Monday, 11 July 2011
Disability Blueprint: The Wait Gets Heavier
The long-awaited Blueprint for Disability Reform being prepared by the Social Inclusion Board has been delayed by months in a move which Kelly Vincent MLC says is “outrageous and insulting”.
The disability sector had previously been told to expect the publication of the Blueprint in June or July of 2011. The Social Inclusion website now states it will not be released until October.
Many South Australians with disabilities suffering a lack of services have been told to wait until the release of the Blueprint for a solution to be offered. Now they face another three months crossing off the calendar days, struggling without essential support to do things like shop, cook and dress or waiting for something as basic as a home or transport.
“Over the past year, people with disabilities have been repeatedly told to wait for the Blueprint to fix service delivery crises. It is being sold to us as a holistic solution to the broke and broken disability sector,” said Ms Vincent.
“When I met with Social Inclusion Commissioner Monsignor David Cappo shortly after he began this work, I warned him in no uncertain terms that the sector is in such dire straits that it cannot afford ‘just another report’. This delay casts fresh doubts over the Social Inclusion Board’s commitment and how sincere and effective this Blueprint can truly be.”
A Sunday Mail report from July 10 asserts Monsignor Cappo delayed the release because he is “too busy”, an excuse which Ms Vincent says “adds insult to injury”.

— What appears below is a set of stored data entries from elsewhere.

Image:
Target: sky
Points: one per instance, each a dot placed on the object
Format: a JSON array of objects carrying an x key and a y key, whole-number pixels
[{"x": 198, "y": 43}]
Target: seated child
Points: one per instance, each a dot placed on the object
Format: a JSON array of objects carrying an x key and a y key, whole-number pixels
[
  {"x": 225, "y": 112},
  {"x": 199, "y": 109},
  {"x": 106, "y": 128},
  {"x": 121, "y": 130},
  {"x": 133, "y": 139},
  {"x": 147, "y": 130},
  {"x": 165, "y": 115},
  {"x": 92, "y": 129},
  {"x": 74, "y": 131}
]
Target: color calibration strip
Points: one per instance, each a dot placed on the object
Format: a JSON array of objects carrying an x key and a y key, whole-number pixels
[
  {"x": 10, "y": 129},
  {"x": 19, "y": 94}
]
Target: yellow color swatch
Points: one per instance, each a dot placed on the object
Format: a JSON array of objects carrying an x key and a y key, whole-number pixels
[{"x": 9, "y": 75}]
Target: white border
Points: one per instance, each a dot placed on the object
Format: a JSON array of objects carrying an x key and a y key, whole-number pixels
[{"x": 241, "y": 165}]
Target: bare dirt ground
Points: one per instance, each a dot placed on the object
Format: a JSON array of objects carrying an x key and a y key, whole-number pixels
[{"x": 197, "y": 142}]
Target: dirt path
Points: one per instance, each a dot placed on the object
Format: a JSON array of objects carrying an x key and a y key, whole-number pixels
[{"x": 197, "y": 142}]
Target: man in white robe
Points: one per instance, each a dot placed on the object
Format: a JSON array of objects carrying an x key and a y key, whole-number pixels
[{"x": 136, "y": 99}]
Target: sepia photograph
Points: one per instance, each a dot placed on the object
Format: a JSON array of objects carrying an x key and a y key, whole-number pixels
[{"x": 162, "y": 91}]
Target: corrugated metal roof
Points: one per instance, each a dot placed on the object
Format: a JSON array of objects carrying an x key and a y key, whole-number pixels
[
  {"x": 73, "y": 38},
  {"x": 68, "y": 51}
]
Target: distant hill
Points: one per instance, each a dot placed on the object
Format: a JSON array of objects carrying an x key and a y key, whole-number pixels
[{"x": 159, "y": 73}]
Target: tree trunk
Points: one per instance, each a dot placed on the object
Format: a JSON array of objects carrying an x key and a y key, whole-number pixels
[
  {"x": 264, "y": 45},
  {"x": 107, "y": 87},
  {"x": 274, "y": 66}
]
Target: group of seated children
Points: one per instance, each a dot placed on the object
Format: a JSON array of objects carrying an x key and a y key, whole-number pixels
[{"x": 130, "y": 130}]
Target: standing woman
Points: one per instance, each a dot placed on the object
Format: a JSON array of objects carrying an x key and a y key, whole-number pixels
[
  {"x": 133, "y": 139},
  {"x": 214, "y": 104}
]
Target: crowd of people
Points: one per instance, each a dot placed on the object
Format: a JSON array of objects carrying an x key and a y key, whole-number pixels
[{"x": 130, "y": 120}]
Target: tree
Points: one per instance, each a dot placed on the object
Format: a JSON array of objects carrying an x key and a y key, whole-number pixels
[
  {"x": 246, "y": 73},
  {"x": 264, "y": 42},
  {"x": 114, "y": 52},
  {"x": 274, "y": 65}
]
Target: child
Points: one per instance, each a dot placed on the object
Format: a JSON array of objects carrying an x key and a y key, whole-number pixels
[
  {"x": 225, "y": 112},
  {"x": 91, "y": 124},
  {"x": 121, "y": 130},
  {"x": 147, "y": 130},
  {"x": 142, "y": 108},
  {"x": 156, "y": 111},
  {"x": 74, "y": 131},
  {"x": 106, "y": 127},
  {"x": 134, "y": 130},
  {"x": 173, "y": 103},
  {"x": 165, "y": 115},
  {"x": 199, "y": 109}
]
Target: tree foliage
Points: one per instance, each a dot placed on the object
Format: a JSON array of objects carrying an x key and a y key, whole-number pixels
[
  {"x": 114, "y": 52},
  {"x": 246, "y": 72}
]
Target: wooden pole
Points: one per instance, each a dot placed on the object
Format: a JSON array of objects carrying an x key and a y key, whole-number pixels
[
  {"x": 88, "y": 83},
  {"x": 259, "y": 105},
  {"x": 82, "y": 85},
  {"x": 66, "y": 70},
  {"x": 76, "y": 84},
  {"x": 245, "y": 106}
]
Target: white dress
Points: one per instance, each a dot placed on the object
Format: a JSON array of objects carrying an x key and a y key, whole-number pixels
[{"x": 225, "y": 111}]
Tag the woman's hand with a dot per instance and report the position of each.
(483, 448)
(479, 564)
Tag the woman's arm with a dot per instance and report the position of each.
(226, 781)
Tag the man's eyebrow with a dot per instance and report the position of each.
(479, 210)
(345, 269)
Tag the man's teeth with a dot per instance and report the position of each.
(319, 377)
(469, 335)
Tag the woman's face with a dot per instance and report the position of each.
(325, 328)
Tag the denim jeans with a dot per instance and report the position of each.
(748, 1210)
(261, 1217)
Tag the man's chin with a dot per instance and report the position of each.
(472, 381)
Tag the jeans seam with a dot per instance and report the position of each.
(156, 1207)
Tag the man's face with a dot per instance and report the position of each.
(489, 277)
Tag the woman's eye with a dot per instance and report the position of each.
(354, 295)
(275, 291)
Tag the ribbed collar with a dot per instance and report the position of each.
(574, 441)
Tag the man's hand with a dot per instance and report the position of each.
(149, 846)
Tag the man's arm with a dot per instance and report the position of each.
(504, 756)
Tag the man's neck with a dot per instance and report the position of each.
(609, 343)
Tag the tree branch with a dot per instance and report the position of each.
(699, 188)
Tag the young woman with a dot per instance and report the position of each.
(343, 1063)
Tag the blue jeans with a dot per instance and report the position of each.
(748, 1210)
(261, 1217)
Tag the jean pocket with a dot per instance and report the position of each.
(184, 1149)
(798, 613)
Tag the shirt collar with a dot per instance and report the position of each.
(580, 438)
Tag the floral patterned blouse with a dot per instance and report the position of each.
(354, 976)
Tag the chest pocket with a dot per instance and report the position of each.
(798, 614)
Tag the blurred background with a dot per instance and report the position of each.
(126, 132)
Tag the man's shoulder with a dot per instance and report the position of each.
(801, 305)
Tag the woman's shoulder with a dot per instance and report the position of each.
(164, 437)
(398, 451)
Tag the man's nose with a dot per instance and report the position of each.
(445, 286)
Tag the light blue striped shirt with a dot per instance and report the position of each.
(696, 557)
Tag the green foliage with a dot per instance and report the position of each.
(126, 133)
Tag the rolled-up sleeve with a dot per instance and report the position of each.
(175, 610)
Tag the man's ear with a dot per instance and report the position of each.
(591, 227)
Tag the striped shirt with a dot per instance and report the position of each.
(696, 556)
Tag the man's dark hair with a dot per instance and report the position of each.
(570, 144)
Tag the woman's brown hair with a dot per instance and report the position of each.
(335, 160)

“The Blueprint is often heralded as a sign of the Government’s commitment to providing people with disabilities and their families with a better future. Delaying its release only serves as further proof that people with disabilities are second-class citizens in South Australia, and are simply not a priority for their Government,” said Ms Vincent.
The Blueprint, commissioned by Premier Mike Rann in late 2009, will purportedly address problems in the disability sector across a wide range of areas, and will be informed by hundreds of submissions from people with disabilities, carers and other interested parties.